Michelle Obama:
In many ways, we are here for the ride, just sort of seeing what opportunities open themselves up. And the more you experiment the easier it is to do different things. If I had stayed in a law firm and made partner, my life would be completely different. I wouldn’t know the people I know, and I would be more risk-averse.
Barack has helped me loosen up and feel comfortable with taking risks, not doing things the traditional way and sort of testing it out, because that is how he grew up.
The First Lady said this on May 26 . . . 1996.
Truly, I am constantly amazed by this woman, her wisdom and the lessons that she shares in her every interview or even conversation. She’s just remarkable.
This comment also reminded me of one of the most insightful pieces of writing that I’ve read from Jeremy Blachman, back at our group blog, De Novo, in 2004. He wrote:
Ever since we started school we’ve been on the express train; we’ve been building our resumes since seventh grade . . . . The hardest thing to realize is that the train won’t stop until we get off. We can keep going: we’re at law school; now try to make law review; get the right summer job; second year on-campus interviewing; third year apply for clerkships; take a job with the most prestigious firm that’ll hire us; get on the partnership track; make partner; retire wealthy; move to the most expensive retirement community in Florida; buy the fanciest headstone. That’s where the train is heading. We can choose that path, if we want to. It’s the path of least resistance.

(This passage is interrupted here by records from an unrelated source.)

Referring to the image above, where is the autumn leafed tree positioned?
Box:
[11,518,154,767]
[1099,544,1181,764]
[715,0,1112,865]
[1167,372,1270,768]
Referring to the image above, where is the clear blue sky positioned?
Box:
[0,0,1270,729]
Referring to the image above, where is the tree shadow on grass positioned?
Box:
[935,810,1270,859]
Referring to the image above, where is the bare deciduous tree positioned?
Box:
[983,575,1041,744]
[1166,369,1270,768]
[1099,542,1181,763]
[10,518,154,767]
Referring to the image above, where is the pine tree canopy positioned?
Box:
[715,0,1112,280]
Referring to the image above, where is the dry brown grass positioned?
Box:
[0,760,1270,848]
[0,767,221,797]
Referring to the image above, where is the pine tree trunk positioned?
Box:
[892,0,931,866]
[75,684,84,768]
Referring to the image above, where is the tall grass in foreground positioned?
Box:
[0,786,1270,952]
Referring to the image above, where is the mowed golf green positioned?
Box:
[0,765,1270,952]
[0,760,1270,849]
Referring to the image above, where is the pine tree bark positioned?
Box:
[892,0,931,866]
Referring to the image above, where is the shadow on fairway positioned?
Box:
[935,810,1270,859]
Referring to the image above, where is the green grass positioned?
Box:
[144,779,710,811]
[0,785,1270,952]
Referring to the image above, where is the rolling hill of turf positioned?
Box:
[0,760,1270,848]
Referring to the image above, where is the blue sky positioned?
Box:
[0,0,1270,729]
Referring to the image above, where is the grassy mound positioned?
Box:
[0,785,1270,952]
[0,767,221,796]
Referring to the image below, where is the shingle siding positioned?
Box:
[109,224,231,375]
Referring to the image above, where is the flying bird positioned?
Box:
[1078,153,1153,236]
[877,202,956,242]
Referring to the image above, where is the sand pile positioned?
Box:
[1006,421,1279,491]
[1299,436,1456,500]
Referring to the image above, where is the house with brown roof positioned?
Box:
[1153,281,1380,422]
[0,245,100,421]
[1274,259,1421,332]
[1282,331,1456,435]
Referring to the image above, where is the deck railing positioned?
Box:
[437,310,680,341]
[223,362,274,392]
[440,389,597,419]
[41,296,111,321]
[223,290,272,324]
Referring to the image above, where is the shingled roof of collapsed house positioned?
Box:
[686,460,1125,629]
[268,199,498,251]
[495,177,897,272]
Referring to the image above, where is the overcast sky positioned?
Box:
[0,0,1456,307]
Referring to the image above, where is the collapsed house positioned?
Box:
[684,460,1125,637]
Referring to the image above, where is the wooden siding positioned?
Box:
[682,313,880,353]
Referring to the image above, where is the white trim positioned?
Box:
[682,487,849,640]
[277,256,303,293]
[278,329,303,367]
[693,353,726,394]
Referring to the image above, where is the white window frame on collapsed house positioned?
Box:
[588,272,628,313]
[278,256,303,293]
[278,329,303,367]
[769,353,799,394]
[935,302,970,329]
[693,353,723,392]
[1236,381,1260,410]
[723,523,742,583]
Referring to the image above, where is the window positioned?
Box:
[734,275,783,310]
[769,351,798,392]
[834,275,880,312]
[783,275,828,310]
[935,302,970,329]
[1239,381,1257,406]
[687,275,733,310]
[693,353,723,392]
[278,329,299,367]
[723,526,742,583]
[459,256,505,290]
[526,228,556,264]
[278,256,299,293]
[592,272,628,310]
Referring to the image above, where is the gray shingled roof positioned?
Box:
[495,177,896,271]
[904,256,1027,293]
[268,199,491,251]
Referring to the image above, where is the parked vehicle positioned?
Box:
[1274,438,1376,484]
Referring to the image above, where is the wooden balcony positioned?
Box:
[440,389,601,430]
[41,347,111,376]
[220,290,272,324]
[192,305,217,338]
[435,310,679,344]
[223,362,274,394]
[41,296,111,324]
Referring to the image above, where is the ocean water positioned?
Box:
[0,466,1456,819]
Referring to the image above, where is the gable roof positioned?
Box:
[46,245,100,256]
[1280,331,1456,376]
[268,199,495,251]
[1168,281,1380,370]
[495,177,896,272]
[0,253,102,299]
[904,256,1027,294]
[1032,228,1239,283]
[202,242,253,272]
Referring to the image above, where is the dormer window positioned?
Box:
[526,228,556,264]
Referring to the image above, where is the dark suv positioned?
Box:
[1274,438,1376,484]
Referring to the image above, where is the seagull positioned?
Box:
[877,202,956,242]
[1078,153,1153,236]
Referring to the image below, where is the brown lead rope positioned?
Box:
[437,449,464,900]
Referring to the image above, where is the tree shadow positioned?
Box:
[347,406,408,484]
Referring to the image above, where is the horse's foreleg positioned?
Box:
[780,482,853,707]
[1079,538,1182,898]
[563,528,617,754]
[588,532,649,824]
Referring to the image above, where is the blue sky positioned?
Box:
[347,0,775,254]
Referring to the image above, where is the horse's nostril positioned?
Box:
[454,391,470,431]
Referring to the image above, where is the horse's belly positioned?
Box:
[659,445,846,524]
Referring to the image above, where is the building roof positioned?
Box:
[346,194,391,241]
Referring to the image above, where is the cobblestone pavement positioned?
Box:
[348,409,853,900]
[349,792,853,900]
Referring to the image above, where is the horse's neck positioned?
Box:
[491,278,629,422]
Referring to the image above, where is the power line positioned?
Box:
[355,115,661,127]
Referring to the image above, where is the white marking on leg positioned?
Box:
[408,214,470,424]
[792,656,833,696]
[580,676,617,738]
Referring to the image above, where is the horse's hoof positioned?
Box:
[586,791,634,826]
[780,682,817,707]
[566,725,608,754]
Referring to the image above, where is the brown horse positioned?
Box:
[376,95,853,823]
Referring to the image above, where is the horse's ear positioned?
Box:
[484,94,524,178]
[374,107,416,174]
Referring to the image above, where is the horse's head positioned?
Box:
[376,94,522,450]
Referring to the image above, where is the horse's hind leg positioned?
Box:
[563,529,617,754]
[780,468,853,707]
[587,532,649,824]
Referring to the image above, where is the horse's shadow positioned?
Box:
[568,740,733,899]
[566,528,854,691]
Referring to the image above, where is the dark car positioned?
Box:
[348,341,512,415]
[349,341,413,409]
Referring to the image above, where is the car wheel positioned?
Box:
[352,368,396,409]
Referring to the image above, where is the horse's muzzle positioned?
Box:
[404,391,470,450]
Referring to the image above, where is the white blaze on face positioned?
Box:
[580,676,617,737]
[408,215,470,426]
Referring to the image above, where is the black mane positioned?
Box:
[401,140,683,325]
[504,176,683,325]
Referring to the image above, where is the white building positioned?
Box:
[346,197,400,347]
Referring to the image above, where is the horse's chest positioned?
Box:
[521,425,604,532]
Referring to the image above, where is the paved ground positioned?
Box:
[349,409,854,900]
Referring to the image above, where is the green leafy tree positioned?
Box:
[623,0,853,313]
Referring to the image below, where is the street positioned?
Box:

But we can get off the train. Or at least switch cars. At some point, even for the most risk-averse among us, our resumes are impressive enough. We’ve done as much as we can to ensure we don’t end up starving and homeless . . . , and the game shifts. Once we’re in law school, I think the battle isn’t so much to grab your seat on the train and hold on for dear life, but to figure out what the right stop is.
That, like the First Lady’s comments, is instructive as law students start a new school year and as 2Ls and 3Ls think about interviews, clerkships and the like. In some ways, now, it reads like a time warp — a window to an era before the economy and, in some ways the legal profession, tanked. It also is a prestige warp — a window to the view of a Harvard Law School student’s life in those days, only five brief years ago.
But the message, like Michelle Obama’s, hasn’t changed. And, truly, it applies to any career path. There’s always going to be an “expected” route and and a more experimental one.
There’s a lot more that we can do, a lot of good that can be done, if we’re willing to experiment. Sometimes, of course, those experiments fail. They’re supposed to, at times, or else they wouldn’t be experiments. But, that experimentation — far more often than the path of least resistance — can lead to some remarkable, exciting outcomes that we’d never reach otherwise.
In the seven years since I began law school, I’ve done more in my legal career than I honestly ever imagined possible. I’ve written briefs in important cases before the Supreme Court of the United States. I’ve met — and, at times, argued with — some of the nation’s leading legal scholars. I’ve negotiated with some of the top litigators in the country in cases involving hundreds of millions of dollars. I talked about blogs and technology with the Chief Justice of the United States. I’ve written about some of the most important legal and legislative issues facing the LGBT community — and been recognized for that writing.
Had I taken, or kept on, that traditional train, I doubt very seriously that any of those things would have happened at this point in my career. Have there been difficulties? Yes. Are there times that I doubt myself? Yes. But would I give up the opportunities I’ve had to have kept on the “traditional” path that Jeremy describes? Not a chance.
Thanks, Mrs. Obama, for reminding me of that.
Popularity: 25% [?]


And thank you for that reminder. It is so easy to get caught up on that train and so rewarding to check out the scenery between endpoints. Even if you see a landfill for a while, at least you’ve gotten a more diverse series of life-photos than people who never bother to look out the window.